I'm new and trying to learn all things probability and have stumbled upon a 'Normal Distribution' question that asks -

Find the probability that an item with a Mean = 4cm, and Standard Deviation of = 0.3cm is going to fit into a space that requires items to be a size inbetween 4cm and 6cm.

I've worked out so far that -

4 - 4 / .3 = 0

and

6 - 4 / .3 = 6.666666666666667

But to my knowledge Z-Scores only tend to go up to plus or minus 3.9. Therefore how does the 6.67 fit into everything?

An online calculator says that the probability would equal 0.50 (50%) to fit into the space but I can't work out how that comes about unless you use the '4 - 4 / .3 = 0' equation which equals 0.50 on he Z-Score table.

Do you void the 6.67 value as it doens't register on the Z-Score table?

Any information wouild be usefuil andmuch appreciated as I can't seem to find anything putting me in the right direction.

* Also attached an image of the online calculators answer (if correct)

 

[ksdhart2]

The first thing I note is that your equations are missing some very important grouping symbols:

\(\displaystyle 4 - 4 / 0.3 = 4 - \frac{4}{0.3} = -\frac{28}{3} \neq 0\)

\(\displaystyle {\color{red}\textbf{(}} 4 - 4 / 0.3 {\color{red}\textbf{)}} = \frac{4 - 4}{0.3} = 0\)

That aside, it's absolutely not true that "z-Scores only [...] go up to plus or minus 3.9." Most Z-tables cap out at these values, but there's nothing stopping a data point from having a z-score of \(6.\overline{6}\) or 15 or even 500. The reason that nearly every z-table stops at \(\pm 4\) is because the chance of a data point falling in that range is so miniscule as to be ignoreable for most purposes. However, some fields of the sciences do require such accuracy, and it is possible to calculate probabilities involving high z-scores.

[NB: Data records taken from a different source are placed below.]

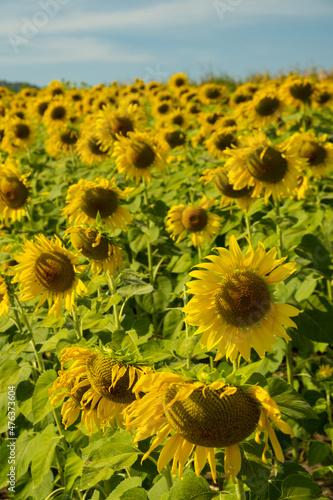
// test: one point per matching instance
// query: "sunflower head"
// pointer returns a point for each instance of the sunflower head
(208, 418)
(243, 299)
(102, 372)
(54, 271)
(267, 164)
(13, 191)
(99, 199)
(194, 218)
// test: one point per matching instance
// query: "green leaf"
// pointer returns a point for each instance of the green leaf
(124, 486)
(254, 472)
(290, 402)
(159, 489)
(172, 324)
(140, 289)
(183, 264)
(190, 488)
(73, 468)
(91, 476)
(315, 322)
(312, 250)
(159, 299)
(45, 445)
(41, 405)
(299, 488)
(306, 288)
(318, 451)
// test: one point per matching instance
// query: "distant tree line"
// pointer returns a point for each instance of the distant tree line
(16, 86)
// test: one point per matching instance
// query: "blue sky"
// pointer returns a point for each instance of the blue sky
(102, 41)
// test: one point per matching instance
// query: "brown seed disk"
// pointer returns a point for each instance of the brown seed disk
(205, 419)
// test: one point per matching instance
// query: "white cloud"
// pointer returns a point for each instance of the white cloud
(70, 49)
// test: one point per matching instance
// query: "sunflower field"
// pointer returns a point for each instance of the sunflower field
(166, 290)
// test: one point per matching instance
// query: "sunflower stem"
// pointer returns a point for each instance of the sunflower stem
(113, 290)
(39, 359)
(278, 231)
(240, 493)
(77, 326)
(248, 225)
(167, 474)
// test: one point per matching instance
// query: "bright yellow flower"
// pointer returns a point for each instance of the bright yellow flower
(232, 304)
(202, 418)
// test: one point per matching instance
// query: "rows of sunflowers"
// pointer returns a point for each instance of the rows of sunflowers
(165, 290)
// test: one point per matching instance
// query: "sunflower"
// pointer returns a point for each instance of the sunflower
(136, 154)
(232, 303)
(4, 298)
(98, 384)
(211, 93)
(296, 90)
(178, 80)
(103, 254)
(220, 140)
(63, 139)
(89, 148)
(111, 122)
(268, 168)
(57, 112)
(265, 108)
(201, 417)
(88, 198)
(317, 151)
(46, 268)
(195, 220)
(14, 192)
(19, 135)
(229, 193)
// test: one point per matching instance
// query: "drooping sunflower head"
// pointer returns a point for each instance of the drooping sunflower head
(4, 298)
(14, 191)
(99, 249)
(201, 417)
(47, 269)
(317, 152)
(196, 220)
(86, 199)
(99, 383)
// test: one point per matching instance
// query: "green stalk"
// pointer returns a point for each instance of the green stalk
(39, 359)
(248, 225)
(167, 474)
(113, 291)
(240, 493)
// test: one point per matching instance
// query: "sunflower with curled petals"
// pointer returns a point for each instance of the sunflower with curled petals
(47, 269)
(193, 220)
(14, 191)
(104, 256)
(4, 298)
(98, 384)
(317, 151)
(88, 198)
(229, 195)
(232, 304)
(270, 169)
(201, 417)
(136, 154)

For this problem, you've correctly found that a measurement of 6 cm is \(6.\overline{6}\) standard deviations above the mean. And as we just established, such scores are so exceedingly rare that you can reduce the question being asked to one of "What is the chance that the measurement is above the mean?", to which the answer is obviously 50%. The true probability can be found by evaluating an integral:

\(\displaystyle \int\limits_{4}^{6} \frac{1}{\sqrt{0.18\pi}} e^{-\frac{(z-4)^2}{0.18}} \: dz = \frac{1}{2} \biggr( erf(4.71404) - erf(0) \biggr) \approx 0.4999999999869155\)

As you can see, while this answer is not technically exactly 0.5, it's so close as to not be worth quibbling over.